My girlfriend deleted all the images on her memory card without saving them (pics of her father before he passed away to make this even worse). She has not taken any new pic's since she deleted them. I searched this forum and tried 2 different recovery apps and neither worked with her camera. I tested one of them on my camera and it worked just fine. Any suggestions?

My memory card is a Secure Digital
Hers is a Compact Flash

Thanks in advance...


----------



## kiwiguy (Aug 17, 2003)

Don.t use the software while the card is in the camera. 

Get a card reader and try, its going to remove one obstacle. 

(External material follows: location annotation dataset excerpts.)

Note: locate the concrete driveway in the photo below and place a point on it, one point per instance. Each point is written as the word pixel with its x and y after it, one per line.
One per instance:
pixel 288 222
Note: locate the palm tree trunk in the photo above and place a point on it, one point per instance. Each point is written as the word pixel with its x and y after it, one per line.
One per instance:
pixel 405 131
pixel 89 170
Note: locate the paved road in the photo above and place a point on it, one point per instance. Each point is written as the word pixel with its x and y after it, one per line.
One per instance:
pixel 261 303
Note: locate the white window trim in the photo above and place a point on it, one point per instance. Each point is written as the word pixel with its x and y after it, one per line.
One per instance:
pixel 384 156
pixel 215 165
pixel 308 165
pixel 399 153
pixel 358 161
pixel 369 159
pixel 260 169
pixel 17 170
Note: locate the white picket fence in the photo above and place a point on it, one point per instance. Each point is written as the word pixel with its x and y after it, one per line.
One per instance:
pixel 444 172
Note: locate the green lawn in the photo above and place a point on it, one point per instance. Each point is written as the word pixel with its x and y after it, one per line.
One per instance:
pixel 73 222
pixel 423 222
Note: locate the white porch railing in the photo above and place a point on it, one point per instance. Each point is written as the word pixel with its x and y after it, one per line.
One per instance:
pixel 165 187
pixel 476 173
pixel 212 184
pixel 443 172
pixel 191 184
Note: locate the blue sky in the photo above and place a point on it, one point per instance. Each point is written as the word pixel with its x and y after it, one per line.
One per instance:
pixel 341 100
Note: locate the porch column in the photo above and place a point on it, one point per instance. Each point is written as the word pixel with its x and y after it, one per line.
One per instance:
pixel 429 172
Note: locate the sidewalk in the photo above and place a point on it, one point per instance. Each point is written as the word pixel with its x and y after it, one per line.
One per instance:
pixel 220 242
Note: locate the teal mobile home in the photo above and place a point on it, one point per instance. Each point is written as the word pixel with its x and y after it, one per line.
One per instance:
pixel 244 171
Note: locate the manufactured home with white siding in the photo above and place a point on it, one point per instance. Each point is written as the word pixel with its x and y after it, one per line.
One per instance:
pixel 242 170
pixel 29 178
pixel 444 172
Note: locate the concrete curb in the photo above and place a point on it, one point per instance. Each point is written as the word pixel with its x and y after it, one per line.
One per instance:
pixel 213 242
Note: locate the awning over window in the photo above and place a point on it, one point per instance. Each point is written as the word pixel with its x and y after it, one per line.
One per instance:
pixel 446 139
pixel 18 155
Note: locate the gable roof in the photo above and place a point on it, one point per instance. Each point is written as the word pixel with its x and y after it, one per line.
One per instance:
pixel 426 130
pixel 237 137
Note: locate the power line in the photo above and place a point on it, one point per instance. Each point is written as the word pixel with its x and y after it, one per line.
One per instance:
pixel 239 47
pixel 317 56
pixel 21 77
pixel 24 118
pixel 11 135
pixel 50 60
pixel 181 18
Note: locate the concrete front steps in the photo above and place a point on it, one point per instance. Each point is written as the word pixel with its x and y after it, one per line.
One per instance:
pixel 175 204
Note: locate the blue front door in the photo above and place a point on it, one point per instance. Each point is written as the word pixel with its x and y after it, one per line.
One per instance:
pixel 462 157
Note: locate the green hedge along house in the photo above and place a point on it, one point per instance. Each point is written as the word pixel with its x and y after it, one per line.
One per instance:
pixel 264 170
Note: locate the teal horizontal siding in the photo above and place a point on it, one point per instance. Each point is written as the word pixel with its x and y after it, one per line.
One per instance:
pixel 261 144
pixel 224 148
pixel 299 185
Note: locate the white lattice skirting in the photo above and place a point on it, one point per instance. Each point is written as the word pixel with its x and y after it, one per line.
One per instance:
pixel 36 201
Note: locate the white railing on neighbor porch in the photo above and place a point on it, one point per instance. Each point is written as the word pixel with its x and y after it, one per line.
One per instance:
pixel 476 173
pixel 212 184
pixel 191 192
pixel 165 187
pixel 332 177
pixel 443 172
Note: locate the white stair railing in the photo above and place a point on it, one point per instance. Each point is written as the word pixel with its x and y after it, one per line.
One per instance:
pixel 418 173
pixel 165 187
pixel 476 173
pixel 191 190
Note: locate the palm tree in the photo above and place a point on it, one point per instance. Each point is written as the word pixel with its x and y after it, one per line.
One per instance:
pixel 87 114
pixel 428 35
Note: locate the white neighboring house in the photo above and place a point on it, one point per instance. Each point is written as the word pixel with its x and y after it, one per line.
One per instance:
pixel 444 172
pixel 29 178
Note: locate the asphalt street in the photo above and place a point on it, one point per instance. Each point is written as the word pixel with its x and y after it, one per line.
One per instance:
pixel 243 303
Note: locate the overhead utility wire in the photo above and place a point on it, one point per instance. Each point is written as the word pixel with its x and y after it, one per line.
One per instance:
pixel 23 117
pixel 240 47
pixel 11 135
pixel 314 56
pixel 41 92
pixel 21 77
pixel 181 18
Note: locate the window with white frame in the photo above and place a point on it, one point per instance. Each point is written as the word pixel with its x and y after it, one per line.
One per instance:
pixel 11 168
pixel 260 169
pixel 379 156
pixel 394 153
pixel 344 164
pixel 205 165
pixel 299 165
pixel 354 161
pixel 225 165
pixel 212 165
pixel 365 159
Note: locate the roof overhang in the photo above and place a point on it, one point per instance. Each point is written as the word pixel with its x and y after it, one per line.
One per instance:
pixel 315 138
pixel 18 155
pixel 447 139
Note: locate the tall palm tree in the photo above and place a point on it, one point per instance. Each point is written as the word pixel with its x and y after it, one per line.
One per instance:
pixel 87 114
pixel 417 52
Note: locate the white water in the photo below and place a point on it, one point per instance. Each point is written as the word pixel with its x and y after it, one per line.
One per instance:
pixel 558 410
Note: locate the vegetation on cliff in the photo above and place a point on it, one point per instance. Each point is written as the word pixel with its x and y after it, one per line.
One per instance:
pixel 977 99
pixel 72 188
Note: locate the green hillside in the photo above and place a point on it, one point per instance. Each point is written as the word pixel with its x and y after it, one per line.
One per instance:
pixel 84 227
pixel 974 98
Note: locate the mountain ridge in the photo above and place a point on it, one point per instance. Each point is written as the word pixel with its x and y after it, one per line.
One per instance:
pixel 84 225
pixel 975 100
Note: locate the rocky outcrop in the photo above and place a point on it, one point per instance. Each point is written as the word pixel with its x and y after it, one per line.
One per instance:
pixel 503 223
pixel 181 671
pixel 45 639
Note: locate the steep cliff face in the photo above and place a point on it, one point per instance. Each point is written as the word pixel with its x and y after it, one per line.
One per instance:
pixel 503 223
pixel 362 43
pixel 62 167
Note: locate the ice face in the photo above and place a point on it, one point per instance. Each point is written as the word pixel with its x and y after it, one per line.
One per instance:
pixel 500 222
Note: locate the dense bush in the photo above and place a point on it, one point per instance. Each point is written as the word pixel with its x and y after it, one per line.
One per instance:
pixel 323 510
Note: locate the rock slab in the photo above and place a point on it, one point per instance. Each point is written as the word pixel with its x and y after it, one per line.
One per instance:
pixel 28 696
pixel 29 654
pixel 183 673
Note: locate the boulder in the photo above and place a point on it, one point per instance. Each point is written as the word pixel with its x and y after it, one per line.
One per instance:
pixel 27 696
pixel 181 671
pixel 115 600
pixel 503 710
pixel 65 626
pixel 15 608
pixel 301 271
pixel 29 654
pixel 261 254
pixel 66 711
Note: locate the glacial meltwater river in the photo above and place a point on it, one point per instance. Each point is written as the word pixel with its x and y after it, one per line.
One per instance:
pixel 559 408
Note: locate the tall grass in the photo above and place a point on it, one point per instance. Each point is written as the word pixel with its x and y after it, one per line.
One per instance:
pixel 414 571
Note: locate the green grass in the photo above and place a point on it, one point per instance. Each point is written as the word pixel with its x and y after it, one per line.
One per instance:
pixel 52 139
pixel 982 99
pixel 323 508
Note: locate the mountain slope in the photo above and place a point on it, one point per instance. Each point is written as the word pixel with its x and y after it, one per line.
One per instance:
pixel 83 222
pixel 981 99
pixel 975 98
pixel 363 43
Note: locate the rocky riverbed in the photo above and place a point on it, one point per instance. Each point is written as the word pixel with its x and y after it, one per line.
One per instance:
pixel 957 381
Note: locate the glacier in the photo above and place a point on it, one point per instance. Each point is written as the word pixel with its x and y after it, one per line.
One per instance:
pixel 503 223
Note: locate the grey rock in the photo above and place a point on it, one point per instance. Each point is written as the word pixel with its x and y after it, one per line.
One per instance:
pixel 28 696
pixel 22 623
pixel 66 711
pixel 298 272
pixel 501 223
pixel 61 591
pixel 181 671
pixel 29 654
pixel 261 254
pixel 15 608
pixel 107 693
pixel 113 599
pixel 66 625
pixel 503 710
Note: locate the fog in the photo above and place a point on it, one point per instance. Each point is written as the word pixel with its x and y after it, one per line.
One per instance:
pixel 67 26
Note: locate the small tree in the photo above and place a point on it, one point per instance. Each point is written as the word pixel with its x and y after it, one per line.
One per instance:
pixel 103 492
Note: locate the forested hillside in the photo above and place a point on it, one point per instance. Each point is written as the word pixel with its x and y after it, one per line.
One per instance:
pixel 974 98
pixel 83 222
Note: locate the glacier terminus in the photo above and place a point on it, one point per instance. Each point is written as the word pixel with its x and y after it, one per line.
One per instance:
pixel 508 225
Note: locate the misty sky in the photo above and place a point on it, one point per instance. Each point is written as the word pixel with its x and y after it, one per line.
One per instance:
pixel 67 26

The camera firmware may be intruding on or stopping the operation.


----------



## Moby (Mar 19, 2002)

Also what programmes have you tried? Pc inspector has never let me down using it with a card reader as Kiwiguy suggests.

http://www.snapfiles.com/authorinfo/apps-7119702.html


----------



## Joe66 (Nov 16, 2005)

The best recovery software I have found is PC Inspector - Smart Recovery. Its freeware from CONVAR which I think is located in Germany. It was able to recover my deleted images when three others couldn't.


----------



## acraftylady (Jan 22, 2003)

Here's the link for PC Inspector When I tested this on my smart media card it got the files back as long as I didn't format the card yet so hopefully you just deleted and did not format.


----------



## samboy (Nov 11, 2005)

Hello,

DataRecoveryWizard utility can help. Speaking about me, it was 
easily able to restore deleted, lost file and unformat drive, 
so I think you will also find it quite useful. Really recommended 
tool, give it a try.


----------



## acraftylady (Jan 22, 2003)

Will DataRecoveryWizard work with camera cards or is it just for files on the computer? Would like to know if the original poster got the photos off the card using PC inspector.


----------



## buck52 (Mar 9, 2001)

Hi acraftylady... we are all waiting to here from... *msonberg*

buck


----------